Doug Chapman dchapman at redhat.com
Mon Dec 10 19:20:49 UTC 2007


I certainly understand your frustrations however we need to look
forward, not backward.  We have made great progress during the F8 cycle,
although I admit a lot of that progress may not be visible to the end
user, it has been more in the building of the releases and fixing a lot
of individual packages.  This is exactly what is needed in order to get
Fedora ia64 back on par with the other architectures.

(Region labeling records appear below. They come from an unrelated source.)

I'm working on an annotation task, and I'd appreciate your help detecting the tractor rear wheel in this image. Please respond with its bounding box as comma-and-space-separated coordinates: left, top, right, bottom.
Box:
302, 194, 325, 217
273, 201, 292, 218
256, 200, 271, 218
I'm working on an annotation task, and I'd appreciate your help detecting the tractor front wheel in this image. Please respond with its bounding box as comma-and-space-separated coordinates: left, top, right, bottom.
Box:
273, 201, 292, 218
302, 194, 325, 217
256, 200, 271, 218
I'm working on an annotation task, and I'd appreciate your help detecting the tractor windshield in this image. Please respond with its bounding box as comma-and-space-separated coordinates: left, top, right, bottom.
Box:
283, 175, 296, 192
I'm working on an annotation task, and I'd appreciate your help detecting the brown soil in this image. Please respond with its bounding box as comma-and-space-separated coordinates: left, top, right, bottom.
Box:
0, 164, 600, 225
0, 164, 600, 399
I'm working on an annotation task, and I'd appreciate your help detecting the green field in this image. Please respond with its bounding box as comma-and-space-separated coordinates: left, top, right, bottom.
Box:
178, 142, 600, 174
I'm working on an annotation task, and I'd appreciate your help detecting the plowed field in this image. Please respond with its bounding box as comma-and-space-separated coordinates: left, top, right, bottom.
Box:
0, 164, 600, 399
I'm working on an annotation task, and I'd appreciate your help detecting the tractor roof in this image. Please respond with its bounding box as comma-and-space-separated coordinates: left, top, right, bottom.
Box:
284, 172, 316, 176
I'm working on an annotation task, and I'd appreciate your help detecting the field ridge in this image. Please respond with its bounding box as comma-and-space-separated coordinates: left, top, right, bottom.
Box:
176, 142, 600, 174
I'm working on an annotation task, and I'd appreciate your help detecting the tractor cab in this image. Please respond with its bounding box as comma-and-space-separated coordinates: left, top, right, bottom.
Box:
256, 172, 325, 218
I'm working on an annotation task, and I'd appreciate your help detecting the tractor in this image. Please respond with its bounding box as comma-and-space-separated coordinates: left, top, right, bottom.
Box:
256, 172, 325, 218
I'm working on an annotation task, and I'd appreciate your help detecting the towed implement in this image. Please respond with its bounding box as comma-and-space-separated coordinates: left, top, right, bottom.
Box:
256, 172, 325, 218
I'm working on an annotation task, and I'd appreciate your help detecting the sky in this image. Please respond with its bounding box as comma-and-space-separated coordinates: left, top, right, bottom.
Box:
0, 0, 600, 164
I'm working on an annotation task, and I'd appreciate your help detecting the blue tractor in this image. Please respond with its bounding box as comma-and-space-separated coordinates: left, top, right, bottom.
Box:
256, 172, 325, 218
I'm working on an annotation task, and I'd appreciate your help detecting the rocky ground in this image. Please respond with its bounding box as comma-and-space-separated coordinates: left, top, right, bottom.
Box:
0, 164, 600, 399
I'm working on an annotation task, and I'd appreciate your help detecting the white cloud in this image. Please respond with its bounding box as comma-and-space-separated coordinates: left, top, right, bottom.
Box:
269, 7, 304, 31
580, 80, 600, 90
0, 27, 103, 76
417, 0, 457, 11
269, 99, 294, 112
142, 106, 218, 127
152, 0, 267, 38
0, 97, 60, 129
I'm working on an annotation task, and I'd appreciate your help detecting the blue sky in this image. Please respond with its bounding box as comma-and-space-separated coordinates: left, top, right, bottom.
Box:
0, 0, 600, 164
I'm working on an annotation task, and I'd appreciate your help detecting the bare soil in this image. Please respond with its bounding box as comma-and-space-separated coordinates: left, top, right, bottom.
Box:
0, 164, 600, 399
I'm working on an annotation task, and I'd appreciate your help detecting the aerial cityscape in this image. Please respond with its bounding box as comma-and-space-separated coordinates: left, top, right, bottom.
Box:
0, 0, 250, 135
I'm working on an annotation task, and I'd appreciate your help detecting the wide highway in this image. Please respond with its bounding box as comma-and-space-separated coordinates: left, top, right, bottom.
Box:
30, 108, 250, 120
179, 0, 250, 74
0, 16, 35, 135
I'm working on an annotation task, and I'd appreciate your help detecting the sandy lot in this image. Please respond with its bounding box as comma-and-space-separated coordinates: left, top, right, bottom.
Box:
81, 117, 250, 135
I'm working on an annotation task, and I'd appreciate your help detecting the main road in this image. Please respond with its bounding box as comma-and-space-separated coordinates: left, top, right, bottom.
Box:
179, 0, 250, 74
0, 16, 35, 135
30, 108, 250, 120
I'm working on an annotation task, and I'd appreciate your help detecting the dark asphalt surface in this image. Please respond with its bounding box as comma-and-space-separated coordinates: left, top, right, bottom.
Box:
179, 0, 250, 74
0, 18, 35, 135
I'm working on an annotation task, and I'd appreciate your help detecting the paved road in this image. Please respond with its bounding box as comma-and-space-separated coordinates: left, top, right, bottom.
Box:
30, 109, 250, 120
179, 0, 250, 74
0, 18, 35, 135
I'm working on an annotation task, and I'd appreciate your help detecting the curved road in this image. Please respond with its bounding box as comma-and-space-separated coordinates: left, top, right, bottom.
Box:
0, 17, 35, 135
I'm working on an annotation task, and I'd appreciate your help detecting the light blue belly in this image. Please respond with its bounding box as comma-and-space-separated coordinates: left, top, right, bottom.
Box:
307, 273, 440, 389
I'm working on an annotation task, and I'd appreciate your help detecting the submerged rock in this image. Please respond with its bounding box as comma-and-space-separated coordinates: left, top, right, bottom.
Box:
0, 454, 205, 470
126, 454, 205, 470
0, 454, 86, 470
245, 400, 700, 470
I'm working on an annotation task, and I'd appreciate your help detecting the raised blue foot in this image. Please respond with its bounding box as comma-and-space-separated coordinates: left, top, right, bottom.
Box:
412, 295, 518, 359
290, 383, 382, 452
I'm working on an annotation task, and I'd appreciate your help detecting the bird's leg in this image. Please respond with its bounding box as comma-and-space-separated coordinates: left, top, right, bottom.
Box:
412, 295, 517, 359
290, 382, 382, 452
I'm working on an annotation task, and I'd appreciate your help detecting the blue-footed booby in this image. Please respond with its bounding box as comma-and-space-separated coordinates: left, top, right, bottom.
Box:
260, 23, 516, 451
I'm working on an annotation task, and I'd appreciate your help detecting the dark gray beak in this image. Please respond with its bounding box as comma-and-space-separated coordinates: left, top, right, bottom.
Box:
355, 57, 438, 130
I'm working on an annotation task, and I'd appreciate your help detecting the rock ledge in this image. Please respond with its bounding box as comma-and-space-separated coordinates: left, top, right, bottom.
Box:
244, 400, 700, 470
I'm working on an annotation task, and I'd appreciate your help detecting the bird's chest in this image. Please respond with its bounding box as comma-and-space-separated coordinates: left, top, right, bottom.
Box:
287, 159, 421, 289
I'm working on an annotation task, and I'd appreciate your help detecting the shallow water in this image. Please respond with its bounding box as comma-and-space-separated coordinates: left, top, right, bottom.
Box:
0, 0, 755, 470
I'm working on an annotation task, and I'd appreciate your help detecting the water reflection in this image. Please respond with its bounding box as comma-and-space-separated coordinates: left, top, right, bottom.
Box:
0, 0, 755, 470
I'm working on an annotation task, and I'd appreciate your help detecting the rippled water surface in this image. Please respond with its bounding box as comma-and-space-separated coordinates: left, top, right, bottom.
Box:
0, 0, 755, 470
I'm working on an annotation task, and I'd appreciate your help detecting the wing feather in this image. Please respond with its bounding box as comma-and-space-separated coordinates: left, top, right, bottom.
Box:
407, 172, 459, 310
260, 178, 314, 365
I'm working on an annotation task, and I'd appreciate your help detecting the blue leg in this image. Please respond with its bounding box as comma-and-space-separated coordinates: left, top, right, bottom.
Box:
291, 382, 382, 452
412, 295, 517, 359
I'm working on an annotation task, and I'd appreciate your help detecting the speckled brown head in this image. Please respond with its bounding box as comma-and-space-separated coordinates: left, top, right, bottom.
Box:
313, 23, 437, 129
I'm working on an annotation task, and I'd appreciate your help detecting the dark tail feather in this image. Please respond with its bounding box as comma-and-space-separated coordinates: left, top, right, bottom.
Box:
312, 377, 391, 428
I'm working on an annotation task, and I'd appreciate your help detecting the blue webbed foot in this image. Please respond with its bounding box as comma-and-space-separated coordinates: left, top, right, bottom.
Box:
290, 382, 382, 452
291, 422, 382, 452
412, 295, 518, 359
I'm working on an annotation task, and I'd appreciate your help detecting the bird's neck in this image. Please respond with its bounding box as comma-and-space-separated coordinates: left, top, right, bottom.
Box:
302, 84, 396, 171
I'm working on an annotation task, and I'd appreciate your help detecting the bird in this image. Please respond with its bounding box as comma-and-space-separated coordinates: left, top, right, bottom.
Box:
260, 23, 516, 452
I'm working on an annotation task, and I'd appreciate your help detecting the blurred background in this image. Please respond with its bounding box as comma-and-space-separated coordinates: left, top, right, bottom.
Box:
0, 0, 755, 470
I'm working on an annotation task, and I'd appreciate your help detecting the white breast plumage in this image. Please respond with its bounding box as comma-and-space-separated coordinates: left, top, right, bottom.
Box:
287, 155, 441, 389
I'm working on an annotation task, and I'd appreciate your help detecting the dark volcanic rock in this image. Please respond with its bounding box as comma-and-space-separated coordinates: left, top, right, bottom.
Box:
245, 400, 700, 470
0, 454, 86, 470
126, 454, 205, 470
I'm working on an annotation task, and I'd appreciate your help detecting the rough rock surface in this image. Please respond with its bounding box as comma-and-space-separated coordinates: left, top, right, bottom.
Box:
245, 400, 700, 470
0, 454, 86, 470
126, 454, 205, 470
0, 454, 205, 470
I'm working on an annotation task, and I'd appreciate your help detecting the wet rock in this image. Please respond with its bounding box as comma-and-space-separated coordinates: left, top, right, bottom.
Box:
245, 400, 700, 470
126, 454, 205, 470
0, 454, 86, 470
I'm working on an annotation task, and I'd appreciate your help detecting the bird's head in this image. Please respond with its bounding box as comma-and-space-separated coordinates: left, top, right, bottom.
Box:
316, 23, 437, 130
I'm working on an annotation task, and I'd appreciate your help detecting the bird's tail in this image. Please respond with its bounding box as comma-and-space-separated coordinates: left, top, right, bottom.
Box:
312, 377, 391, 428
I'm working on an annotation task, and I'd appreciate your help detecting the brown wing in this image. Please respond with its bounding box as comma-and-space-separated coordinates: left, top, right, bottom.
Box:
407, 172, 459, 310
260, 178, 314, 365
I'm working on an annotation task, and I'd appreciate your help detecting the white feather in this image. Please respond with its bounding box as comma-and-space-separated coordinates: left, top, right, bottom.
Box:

While GUI installs may not work on some systems we do have usable bits
when installed in text mode.  The vast majority of ia64 servers have no
graphics head at all.  Also, keep in mind that we are still at the
developmental stage for Fedora-ia64.

Starting in a week or so I hope to start building the rawhide (fedora
development tree) builds, these will also include installable iso
images.  This is the right place to address these installation and
packaging issues.  There simply are not enough resources in our
relatively small Fedora-ia64 community to do both respins of Fedora 8
_and_ rawhide.

- Doug


On Mon, 2007-12-10 at 11:49 -0700, John L. Bass wrote:
> Doug writes:
> > I don't plan on rebuilding F8 iso images.  This would be better
> > addressed in the rawhide tree for F9.
> 
> I personally believe this is a mistake for several reasons.
> 
> 	1) The process that produced the iso's did not include a reasonable
> 	   first pass test cycle before they were frozen. Leaving GUI installs
> 	   on SR870 reference platforms broken because of a simple packaging
> 	   error. Volunteer help for this testing prior to ia64 F8 iso general
> 	   release was available.
> 
> 	2) Fedora release cycle is 6 months, and given that Fedora ia64 bits
> 	   tend to follow general release by several weeks, it's likely that
> 	   potentially clean ia64 iso's are 4-5 months away.
> 
> 	3) At least on SR870 reference platforms, the last three iso's are
> 	   broken for GUI installs.
> 
> 	4) All of this reflects badly on Fedora ia64 in general.
> 
> Until such a time that Fedora adopts ia64 as a primary release, it's unlikely
> there will be clean packages for everything that is in the i386 tree. The
> accepted process in those trees is to only include new packages which build
> on supported platforms and are stable. Otherwise the next Fedora release contains
> the last stable release for that package.
> 
> Architectures which are not part of the main stream testing process should adopt
> a similar policy ... release with the last known stable version of a package, to
> have a complete release. Yes, this means there might be some small version skew
> between a mainstream Fedora release and the packages in a Fedora ia64 release.
> But the release will be complete in itself, and not crippled with omissions.